Oleg Kemin: It’s aged individuals, pensioners particularly. A number of occasions people who find themselves dwelling there have been telling us, ‘It’s our land, it’s the home through which I grew up, it’s a home which was constructed by my great-grandparents, it’s my land and I don’t wish to depart!’
Different occasions, we’ve met individuals who’ve been telling us that that they had tried to go to European nations or western Ukraine, however due to their age, they weren’t capable of finding a job to make sufficient earnings to lease a home, in order that they needed to return dwelling to their war-contested communities. Additionally, for individuals with disabilities and their family members, it’s not really easy for them to maneuver from these communities.

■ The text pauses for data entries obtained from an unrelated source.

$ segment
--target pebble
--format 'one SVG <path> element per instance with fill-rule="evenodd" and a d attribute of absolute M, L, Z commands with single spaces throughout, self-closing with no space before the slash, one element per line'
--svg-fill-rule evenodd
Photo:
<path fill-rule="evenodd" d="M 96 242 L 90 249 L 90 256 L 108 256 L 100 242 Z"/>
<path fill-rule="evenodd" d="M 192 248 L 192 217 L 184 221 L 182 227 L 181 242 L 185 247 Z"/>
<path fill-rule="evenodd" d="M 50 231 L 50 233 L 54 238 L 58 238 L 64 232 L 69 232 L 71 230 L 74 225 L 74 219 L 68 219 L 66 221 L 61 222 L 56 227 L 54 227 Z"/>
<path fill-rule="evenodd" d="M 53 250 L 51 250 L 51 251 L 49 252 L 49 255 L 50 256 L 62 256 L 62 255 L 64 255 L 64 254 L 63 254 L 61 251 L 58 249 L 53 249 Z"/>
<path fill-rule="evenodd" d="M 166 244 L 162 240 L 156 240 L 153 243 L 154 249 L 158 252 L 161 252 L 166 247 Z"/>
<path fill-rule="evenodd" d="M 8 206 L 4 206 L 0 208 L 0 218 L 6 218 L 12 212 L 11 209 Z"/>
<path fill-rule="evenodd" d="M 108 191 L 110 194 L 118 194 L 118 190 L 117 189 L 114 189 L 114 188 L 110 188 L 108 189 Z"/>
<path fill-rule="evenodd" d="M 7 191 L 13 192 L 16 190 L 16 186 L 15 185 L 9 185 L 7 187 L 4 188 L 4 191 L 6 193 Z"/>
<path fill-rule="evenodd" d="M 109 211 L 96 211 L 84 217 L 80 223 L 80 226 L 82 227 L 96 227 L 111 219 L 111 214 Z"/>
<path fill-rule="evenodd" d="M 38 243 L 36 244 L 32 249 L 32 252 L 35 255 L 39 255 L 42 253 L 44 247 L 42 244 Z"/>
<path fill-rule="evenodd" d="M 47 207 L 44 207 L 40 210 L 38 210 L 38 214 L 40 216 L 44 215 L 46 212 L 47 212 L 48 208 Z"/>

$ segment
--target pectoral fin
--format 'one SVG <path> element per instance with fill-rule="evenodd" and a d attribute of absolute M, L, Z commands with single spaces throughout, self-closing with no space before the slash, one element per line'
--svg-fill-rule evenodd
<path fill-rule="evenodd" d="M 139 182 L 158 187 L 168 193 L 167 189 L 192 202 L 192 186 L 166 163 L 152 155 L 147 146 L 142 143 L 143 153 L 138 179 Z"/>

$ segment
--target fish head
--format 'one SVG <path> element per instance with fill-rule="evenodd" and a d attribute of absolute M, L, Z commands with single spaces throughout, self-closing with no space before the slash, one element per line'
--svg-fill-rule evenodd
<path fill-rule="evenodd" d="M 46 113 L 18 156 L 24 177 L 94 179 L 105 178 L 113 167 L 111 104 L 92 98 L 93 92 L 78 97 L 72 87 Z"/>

The State presents evacuation and help, however nonetheless lots of people are planning to remain there. They usually’re amongst these we’re serving to within the communities closest to the frontline the place retailers are closed and nobody is bringing meals. Additional away, if markets are open, our donors present a bit cash-based assist so individuals can select what so as to add to their meals basket.

A UN automobile passes by a destroyed city in Ukraine.
UN Information: One other key a part of WFP’s mission is making farmland protected once more in order that Ukrainians can work their land. What extra are you able to inform us?
Oleg Kemin: Sure, we’re concerned in mine-clearing work. Ukraine is a large agricultural nation and an enormous quantity of land – as much as 25 to 30 per cent – is polluted with the unexploded ordnance and explosive remnants of conflict.
So, WFP works in demining to make land accessible for agricultural works once more. As you realize, grain from Ukraine helps to feed nations in Africa and nearly all around the world, so one of many objectives for us is to take part in that exercise to make it potential to combat starvation, not solely in Ukraine, however utilizing, let’s say, Ukrainian grain additionally throughout the globe.”